What Will I Learn in an Instructional Design Bachelor's Degree Program?

A bachelor's degree in instructional design generally leads to a Bachelor of Science in Instructional Design and Technology or a Bachelor of Arts in Instructional Design. Such programs usually require general education courses, such as natural science, humanities and fine arts, social science, communications and mathematics classes. You'll also take a selection of core courses to develop instructional design skills and elective courses to help you specialize in your area of interest. Some schools offer independent study and internships to help enhance your career options. Topics typically found in a bachelor's degree in instructional design program include:

  • Designing effective learning experiences
  • Web design techniques and principles
  • Instructional design process
  • Designing print-based instructional materials
  • Photography
  • Multimedia design and creation
  • Combining digital video with audio

CourseworkLearning experience design, print instructional materials, multimedia design, video/audio design, photography
Admission RequirementsHigh school diploma or GED; math and writing skills may need to be documented
Online ProgramsFully online programs available; software and online tools allow for interaction between students and professors
Job OptionsDesktop publisher, training and development specialist, information architect, instructional designer, curriculum coordinator
Job Outlook (2014-2024) 5-8% growth* (for instructional designers and technologists)
Median Salary (2014) $61,550* (for instructional designers and technologists)

Source: O*NET Online

What Are the Requirements?

Bachelor's degree programs in instructional design typically don't have any prerequisites outside of a high school diploma or GED, but you may be required to show competence in mathematics and writing. Once accepted into the program, you'll be required to complete general education courses, usually within the first two years of this 4-year program. The program usually consists of 120 credits or more.
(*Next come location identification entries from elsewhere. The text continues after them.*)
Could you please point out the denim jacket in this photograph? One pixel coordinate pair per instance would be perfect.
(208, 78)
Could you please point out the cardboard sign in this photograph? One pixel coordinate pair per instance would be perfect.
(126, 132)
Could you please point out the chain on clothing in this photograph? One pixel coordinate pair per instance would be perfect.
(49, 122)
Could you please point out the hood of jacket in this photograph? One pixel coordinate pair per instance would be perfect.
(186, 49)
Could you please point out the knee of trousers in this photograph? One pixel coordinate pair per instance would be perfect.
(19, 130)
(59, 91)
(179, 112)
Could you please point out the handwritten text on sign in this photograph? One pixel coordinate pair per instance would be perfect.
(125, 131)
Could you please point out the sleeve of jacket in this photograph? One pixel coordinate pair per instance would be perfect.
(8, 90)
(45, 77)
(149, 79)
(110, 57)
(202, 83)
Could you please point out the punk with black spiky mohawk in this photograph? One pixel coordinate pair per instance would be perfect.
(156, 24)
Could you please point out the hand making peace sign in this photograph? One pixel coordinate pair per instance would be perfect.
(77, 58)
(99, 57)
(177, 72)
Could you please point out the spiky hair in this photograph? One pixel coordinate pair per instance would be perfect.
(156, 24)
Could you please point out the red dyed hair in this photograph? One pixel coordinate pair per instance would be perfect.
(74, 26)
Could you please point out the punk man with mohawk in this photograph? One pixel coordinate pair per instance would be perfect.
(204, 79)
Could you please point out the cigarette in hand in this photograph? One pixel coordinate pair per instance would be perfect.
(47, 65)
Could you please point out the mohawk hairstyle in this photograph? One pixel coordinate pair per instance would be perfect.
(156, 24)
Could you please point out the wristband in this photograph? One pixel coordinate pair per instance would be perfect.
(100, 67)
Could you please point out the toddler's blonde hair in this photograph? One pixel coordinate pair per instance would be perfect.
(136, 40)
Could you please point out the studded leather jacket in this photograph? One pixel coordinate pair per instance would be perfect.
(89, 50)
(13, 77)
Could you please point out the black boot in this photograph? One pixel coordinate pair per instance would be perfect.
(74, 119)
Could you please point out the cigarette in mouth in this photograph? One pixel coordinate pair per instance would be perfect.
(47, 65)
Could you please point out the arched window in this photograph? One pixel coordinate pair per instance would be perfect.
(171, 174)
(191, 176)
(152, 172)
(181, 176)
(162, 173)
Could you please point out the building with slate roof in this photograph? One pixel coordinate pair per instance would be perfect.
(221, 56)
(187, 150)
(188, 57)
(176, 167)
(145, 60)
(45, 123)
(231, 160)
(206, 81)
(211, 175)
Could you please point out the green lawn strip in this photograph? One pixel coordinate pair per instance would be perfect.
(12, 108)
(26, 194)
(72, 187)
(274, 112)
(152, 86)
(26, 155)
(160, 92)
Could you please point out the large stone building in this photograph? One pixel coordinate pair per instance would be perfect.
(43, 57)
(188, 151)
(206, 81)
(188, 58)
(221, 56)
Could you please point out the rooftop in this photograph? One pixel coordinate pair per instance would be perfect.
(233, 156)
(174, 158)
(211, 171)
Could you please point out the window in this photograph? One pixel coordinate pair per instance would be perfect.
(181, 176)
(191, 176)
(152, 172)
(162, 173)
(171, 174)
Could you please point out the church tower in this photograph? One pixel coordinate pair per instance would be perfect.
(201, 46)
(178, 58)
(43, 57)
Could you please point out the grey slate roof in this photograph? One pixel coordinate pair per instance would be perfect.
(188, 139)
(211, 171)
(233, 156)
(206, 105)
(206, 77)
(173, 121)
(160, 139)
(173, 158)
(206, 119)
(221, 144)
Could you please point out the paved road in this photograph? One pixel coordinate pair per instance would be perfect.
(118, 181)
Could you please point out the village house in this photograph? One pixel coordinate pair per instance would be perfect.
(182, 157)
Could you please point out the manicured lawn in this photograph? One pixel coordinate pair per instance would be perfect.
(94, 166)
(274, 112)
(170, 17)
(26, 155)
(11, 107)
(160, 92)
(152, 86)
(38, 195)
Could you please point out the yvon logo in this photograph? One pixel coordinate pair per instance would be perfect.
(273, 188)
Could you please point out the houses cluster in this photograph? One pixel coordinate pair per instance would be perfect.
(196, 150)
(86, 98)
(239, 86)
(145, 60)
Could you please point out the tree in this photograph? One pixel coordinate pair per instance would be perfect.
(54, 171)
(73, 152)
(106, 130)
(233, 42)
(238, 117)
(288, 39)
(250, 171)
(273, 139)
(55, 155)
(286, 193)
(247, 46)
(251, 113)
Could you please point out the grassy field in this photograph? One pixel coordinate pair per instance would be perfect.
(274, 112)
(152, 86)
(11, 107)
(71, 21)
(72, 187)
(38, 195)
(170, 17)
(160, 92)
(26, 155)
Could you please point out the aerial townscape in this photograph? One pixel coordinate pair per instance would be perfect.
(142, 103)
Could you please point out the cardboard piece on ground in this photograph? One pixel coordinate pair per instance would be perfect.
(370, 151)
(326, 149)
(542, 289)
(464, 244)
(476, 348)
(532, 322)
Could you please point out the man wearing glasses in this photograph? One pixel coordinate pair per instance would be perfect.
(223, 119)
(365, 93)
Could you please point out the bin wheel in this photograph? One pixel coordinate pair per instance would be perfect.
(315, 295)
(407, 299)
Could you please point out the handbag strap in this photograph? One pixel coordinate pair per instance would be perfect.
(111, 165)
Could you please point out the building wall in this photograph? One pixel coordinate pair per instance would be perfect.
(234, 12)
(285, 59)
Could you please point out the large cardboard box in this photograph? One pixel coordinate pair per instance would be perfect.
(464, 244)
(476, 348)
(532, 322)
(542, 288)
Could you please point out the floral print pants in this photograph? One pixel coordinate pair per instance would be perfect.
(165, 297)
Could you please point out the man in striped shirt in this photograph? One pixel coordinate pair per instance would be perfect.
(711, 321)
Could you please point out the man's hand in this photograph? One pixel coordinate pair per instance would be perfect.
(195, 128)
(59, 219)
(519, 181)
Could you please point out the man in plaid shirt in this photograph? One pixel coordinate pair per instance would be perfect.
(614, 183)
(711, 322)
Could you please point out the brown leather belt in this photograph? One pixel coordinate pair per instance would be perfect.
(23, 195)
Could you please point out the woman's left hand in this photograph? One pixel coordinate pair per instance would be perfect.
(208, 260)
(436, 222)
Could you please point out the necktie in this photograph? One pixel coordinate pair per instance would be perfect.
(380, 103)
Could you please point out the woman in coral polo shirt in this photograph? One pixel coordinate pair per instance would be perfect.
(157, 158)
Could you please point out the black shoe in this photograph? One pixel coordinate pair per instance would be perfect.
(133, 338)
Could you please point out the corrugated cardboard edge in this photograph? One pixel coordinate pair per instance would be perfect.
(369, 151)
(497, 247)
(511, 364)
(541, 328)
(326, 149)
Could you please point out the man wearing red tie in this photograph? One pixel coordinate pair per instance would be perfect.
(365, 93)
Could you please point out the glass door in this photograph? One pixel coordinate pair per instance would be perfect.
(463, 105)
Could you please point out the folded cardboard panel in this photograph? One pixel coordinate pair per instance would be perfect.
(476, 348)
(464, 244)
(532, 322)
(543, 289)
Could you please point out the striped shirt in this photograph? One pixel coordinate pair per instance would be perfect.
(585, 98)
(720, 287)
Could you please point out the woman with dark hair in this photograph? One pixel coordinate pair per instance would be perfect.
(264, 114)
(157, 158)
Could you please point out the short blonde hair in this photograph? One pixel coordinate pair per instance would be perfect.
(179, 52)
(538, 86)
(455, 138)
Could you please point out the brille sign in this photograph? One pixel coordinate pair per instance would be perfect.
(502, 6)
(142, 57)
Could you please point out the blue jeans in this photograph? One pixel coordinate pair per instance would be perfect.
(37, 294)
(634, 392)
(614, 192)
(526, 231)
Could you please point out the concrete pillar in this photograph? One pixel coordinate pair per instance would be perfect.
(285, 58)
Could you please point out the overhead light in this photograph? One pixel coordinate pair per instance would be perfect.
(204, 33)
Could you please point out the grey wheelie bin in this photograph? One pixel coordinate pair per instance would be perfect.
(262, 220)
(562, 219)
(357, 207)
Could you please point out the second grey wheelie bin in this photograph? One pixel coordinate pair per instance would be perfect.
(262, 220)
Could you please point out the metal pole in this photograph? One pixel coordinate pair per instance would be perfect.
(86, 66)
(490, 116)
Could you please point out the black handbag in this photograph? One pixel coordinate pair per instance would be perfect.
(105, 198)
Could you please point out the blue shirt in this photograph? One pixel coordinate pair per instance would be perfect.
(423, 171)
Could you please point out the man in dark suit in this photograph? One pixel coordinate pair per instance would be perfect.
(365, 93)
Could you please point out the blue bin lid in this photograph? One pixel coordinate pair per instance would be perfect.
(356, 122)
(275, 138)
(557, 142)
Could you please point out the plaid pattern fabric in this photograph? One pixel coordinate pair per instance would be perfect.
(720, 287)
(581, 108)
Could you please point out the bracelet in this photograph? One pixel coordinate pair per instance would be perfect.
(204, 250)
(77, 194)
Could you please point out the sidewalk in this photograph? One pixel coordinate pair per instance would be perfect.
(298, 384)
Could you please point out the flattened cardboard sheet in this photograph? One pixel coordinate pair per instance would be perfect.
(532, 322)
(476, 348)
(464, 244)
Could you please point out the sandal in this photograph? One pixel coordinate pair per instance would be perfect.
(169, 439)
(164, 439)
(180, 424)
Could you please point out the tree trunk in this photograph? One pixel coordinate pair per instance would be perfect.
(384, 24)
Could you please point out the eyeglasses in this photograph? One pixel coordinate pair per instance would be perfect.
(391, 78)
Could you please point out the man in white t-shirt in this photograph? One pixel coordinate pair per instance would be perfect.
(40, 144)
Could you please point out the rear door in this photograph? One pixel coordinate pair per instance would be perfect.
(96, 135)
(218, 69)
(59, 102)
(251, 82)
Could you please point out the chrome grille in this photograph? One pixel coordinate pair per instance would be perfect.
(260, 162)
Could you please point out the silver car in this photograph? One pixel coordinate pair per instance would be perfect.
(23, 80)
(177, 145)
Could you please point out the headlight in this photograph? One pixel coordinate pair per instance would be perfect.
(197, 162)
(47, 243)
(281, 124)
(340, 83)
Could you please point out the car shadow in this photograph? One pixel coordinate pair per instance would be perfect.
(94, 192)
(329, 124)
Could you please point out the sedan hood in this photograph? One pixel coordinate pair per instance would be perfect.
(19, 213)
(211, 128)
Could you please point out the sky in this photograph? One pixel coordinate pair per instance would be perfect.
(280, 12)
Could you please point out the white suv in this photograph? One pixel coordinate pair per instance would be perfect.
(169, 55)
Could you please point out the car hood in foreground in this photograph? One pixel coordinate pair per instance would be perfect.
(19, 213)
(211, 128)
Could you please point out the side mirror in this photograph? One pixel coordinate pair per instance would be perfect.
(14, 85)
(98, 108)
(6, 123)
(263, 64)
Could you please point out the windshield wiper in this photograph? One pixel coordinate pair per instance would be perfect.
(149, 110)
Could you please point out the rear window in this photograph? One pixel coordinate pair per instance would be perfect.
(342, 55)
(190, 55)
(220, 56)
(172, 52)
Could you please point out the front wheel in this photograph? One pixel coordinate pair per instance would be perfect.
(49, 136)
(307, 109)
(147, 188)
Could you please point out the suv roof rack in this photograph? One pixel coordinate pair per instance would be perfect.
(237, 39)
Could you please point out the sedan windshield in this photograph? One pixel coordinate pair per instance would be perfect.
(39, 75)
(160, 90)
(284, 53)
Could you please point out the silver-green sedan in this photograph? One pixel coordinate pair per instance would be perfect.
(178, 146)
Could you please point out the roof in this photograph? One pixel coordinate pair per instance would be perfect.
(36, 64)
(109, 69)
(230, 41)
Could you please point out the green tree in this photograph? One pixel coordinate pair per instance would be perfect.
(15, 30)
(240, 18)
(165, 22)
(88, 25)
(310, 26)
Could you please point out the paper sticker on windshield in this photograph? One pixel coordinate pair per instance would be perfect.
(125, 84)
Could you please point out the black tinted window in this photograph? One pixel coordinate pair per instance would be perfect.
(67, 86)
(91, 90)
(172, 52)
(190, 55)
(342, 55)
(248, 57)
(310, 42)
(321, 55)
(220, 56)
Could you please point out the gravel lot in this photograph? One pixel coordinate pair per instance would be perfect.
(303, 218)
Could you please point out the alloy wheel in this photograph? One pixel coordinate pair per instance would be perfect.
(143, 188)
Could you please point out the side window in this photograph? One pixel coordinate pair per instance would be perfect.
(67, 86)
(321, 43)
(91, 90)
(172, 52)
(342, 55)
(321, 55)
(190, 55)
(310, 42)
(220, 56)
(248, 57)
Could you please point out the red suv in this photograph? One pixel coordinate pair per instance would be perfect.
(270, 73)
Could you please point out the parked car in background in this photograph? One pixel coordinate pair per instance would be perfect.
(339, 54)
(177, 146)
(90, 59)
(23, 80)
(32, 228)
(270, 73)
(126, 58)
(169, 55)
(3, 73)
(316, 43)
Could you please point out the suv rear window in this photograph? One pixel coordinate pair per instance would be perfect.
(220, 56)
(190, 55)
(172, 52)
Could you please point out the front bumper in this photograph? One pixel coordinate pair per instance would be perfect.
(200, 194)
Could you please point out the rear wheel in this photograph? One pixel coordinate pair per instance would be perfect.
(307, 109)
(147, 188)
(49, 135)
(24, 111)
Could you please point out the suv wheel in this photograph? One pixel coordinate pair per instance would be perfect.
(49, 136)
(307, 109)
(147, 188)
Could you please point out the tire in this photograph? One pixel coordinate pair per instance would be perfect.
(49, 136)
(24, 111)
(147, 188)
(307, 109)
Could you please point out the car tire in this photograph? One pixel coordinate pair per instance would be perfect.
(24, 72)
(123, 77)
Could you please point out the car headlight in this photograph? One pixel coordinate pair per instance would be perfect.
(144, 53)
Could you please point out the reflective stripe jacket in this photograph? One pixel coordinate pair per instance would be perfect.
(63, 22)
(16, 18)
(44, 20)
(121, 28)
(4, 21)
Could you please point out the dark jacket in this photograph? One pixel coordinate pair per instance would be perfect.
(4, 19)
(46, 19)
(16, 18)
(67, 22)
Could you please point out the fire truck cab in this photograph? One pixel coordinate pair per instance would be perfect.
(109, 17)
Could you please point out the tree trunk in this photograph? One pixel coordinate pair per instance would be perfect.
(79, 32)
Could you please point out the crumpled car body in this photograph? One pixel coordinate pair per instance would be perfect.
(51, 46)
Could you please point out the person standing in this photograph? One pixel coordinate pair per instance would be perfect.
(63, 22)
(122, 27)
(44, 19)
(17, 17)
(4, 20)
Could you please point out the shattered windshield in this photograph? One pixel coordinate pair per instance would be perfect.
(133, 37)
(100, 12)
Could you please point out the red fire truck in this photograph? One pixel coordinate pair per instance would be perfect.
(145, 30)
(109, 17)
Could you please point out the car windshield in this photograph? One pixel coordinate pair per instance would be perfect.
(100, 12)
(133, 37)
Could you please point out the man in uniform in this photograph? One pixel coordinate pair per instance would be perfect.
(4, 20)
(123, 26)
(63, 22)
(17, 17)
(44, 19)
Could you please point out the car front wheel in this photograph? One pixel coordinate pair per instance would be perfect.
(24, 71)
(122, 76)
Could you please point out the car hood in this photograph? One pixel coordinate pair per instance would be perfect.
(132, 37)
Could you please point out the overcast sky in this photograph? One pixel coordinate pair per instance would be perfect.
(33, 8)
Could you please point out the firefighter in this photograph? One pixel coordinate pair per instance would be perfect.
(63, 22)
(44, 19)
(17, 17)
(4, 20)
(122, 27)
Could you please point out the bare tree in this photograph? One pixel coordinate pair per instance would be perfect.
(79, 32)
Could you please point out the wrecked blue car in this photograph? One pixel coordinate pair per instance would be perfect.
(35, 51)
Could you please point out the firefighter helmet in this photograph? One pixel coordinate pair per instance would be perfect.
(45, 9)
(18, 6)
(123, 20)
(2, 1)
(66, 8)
Most schools require you maintain a GPA of 2.0 or higher in your courses. You may also be required to complete a capstone project to earn your bachelor's degree in instructional design.

Can I Earn My Degree Online?

Instructional design bachelor's degree programs are offered online at some schools. The courses you'll take to earn your online degree are similar to those of a campus-based program; however, interaction with instructors takes place via message board, e-mail or conference call instead of in person. You'll need a computer with Internet access and an e-mail address to participate.

Your computer must meet basic requirements to enable online learning and course delivery. You may be required to purchase or download software related to your instructional design program. If you need assistance, most schools offer online support as part of the distance learning process.

What Can I Do with My Degree?

Earning a bachelor's degree in instructional design prepares you for employment opportunities in Web design and development, learning aid development and assessment, electronic imaging and multimedia productions, curriculum development and graphic design, as well as within government and higher education. You'll be qualified for many jobs, including training and development specialist, desktop publisher, instructional designer, curriculum coordinator and information architect.

O*NET Online stated that employment opportunities for instructional designers were expected to increase five to eight percent from 2014-2024 (online.onetcenter.org). Median annual wages for instructional designers were $61,550 in 2014, also according to O*Net.